O Poço

---Ei, Roberval, olha só esse poço!- falou o Genésio, um bêbado para qualquer farra, que nesse dia estava incomumente sóbrio.

Roberval era um sujeito mais romântico do que dado aos garrafões da venda do outro lado do bairro e olhava para a colina verdejante e salpicada de flores campestres, quando o amigo achou o poço encoberto pelo mato.

---Que poço, Genésio? Não tem poço nenhum aqui!

---Aí, não, por isso eu falei deste aqui embaixo- e apontou para a boca escura no chão.

Roberval foi até ele e confirmou que era mesmo um poço, bem sujo por sinal.
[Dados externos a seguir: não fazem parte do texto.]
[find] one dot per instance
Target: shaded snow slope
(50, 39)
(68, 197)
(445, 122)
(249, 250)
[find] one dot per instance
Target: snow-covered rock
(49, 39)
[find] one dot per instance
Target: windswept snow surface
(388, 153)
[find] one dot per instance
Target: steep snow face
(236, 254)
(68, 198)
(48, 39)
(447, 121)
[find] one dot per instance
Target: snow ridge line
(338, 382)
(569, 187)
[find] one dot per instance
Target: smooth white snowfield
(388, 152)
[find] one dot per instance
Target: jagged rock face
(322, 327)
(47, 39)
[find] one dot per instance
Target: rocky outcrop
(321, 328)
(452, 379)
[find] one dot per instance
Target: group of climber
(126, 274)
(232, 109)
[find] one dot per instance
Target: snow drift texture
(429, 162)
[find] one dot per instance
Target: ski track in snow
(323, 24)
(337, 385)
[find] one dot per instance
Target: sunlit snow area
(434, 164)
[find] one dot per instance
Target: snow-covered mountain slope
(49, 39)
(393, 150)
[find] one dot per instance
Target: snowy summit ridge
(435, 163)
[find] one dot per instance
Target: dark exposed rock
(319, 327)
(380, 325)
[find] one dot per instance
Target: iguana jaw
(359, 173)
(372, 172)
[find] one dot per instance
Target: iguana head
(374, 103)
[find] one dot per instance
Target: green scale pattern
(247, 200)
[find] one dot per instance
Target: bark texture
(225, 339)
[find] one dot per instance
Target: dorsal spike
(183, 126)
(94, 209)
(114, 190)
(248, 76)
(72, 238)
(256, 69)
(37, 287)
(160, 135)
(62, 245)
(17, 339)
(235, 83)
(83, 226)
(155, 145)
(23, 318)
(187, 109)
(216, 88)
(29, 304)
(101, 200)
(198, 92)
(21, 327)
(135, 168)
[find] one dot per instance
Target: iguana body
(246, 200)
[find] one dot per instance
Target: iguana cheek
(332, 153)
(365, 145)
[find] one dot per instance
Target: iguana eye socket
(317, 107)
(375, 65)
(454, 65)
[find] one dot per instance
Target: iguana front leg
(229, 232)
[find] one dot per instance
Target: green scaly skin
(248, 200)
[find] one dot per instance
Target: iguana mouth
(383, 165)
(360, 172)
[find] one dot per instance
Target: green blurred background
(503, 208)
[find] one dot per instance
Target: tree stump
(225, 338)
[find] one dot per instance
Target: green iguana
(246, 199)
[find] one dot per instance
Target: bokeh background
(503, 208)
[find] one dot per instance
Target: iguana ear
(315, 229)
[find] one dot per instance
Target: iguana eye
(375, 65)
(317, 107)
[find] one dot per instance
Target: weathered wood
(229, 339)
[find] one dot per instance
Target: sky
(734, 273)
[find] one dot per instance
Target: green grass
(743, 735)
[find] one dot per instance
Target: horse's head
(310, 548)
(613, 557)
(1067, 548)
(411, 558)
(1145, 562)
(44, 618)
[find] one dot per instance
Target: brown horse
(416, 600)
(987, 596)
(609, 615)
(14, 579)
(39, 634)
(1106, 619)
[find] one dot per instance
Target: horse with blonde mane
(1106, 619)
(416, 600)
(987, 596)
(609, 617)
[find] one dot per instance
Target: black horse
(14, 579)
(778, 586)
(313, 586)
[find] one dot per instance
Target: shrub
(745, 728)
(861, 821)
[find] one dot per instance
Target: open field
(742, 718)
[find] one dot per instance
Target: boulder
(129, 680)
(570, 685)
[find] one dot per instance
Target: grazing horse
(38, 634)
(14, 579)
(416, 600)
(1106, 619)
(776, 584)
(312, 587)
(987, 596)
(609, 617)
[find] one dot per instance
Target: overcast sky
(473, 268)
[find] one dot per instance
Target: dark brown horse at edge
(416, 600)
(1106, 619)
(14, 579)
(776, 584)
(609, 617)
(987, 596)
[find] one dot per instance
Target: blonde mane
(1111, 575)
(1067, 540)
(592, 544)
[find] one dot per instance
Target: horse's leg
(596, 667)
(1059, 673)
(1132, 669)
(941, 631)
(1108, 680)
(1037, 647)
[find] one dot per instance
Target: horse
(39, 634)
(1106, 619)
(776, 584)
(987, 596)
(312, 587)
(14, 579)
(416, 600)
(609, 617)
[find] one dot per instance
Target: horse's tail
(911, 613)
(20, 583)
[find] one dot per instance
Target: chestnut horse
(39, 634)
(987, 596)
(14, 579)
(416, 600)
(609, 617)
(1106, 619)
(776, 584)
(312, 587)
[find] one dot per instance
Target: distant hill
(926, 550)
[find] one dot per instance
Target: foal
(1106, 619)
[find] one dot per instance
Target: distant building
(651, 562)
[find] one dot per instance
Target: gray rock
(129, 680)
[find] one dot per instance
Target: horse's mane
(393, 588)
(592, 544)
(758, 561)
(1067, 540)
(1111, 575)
---Caramba, ninguém nunca falou deste buraco. 'Tá descoberto e se alguém cair vai ser um horror...Genésio! Não chegue tão perto assim, homem, não acabei de dizer que é perigoso?
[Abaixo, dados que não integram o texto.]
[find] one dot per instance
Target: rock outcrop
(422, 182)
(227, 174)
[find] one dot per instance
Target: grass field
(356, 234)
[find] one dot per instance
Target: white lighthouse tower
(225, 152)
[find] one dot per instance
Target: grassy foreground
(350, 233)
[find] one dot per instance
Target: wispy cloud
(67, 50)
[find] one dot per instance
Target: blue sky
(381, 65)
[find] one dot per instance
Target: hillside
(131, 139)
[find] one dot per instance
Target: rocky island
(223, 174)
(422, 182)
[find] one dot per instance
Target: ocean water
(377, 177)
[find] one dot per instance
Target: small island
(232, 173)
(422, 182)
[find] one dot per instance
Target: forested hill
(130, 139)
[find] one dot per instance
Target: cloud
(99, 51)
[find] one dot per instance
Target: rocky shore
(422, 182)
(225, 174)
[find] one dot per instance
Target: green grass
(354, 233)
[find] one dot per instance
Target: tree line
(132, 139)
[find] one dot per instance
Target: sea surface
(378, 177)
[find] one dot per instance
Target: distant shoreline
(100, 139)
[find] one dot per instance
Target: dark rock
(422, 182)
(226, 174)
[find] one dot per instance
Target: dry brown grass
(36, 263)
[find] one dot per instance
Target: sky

---'Tá,tá. Só queria ver, caramba...

---Melhor a gente sair daqui e avisar a prefeitura sobre isso- decretou Roberval e arrastando um relutante Genésio, desceu até a estrada.- Eles vão ter que fazer alguma coisa a respeito disso.
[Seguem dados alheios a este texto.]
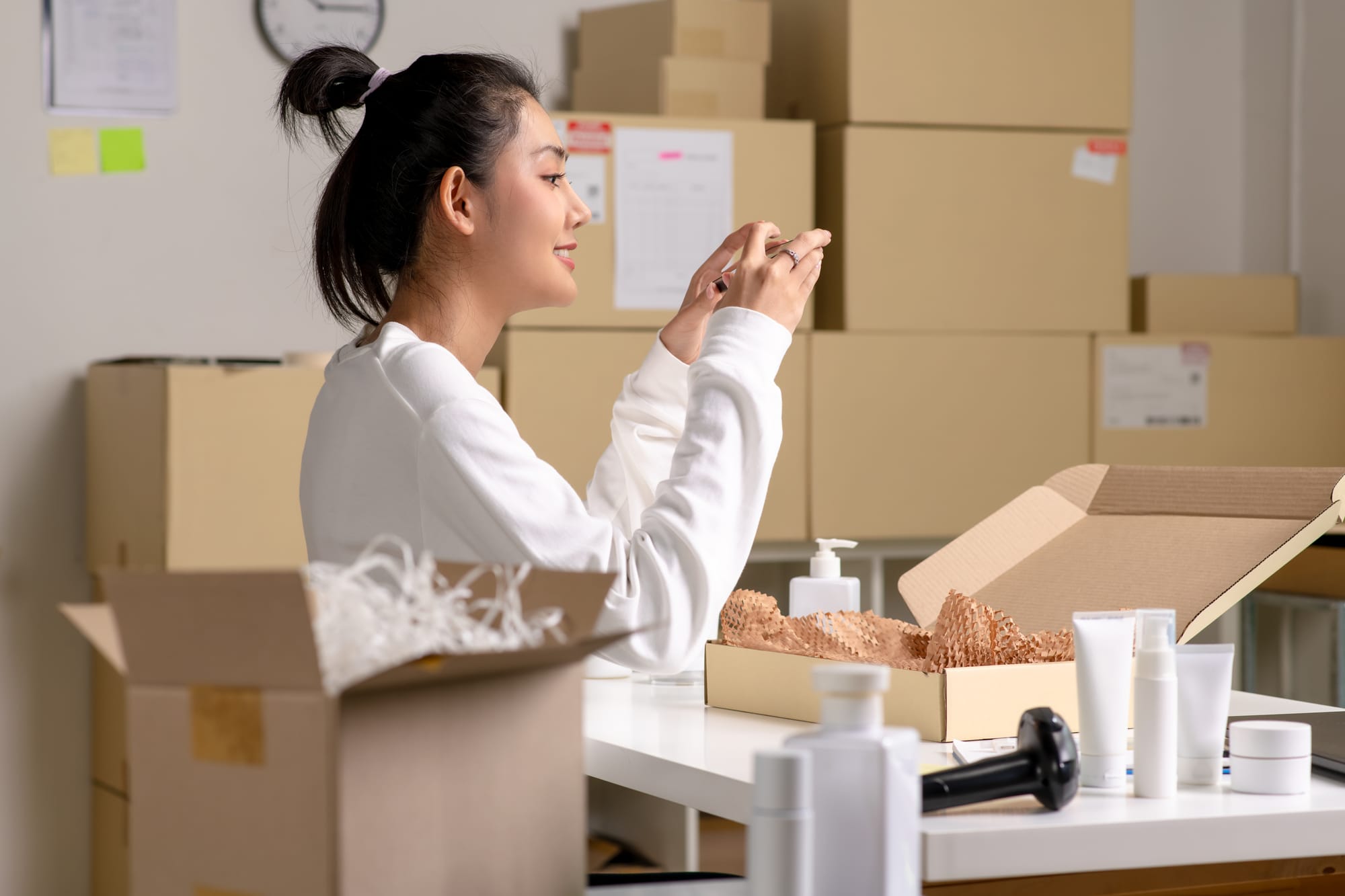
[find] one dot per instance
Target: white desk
(666, 743)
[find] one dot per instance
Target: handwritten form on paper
(673, 206)
(115, 56)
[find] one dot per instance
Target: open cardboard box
(449, 774)
(1094, 537)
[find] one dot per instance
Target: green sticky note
(122, 150)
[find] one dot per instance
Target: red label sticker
(588, 136)
(1108, 147)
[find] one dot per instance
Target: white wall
(1210, 146)
(1321, 184)
(204, 253)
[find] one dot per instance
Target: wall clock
(294, 26)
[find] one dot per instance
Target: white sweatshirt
(404, 440)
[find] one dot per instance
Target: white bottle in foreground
(825, 589)
(1156, 702)
(866, 787)
(781, 836)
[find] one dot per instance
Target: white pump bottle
(825, 589)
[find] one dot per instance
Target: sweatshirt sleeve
(675, 571)
(648, 421)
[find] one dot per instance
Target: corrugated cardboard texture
(1031, 64)
(256, 829)
(960, 704)
(197, 467)
(675, 87)
(773, 181)
(621, 40)
(1215, 303)
(919, 436)
(973, 231)
(498, 817)
(1042, 559)
(567, 419)
(227, 725)
(110, 857)
(1274, 401)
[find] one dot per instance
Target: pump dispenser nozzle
(825, 563)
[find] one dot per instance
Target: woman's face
(520, 251)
Naquela tarde, a Prefeitura tomou connhecimento do tal poço e prometeu cobri-lo o mais rápido possível. E o prefeito era conhecido por cumprir sua palavra...

O Genésio de noite já tinha bebido todas e lembrou-se do bendito poço (descoberto por ele) e cantando (uma canção dele) tomou o caminho da colina e foi cabaleando estrada à frente, na escuridão.

Não foi difícil encontrar o lugar, a Prefeitura colocara um aviso luminoso ao redor do buraco para que ninguém caísse dentro dele, por acidente e o bêbado ao avistá-lo trotou contente em meio ao mato. Trançou as pernas e caiu de boca na relva com um baque surdo.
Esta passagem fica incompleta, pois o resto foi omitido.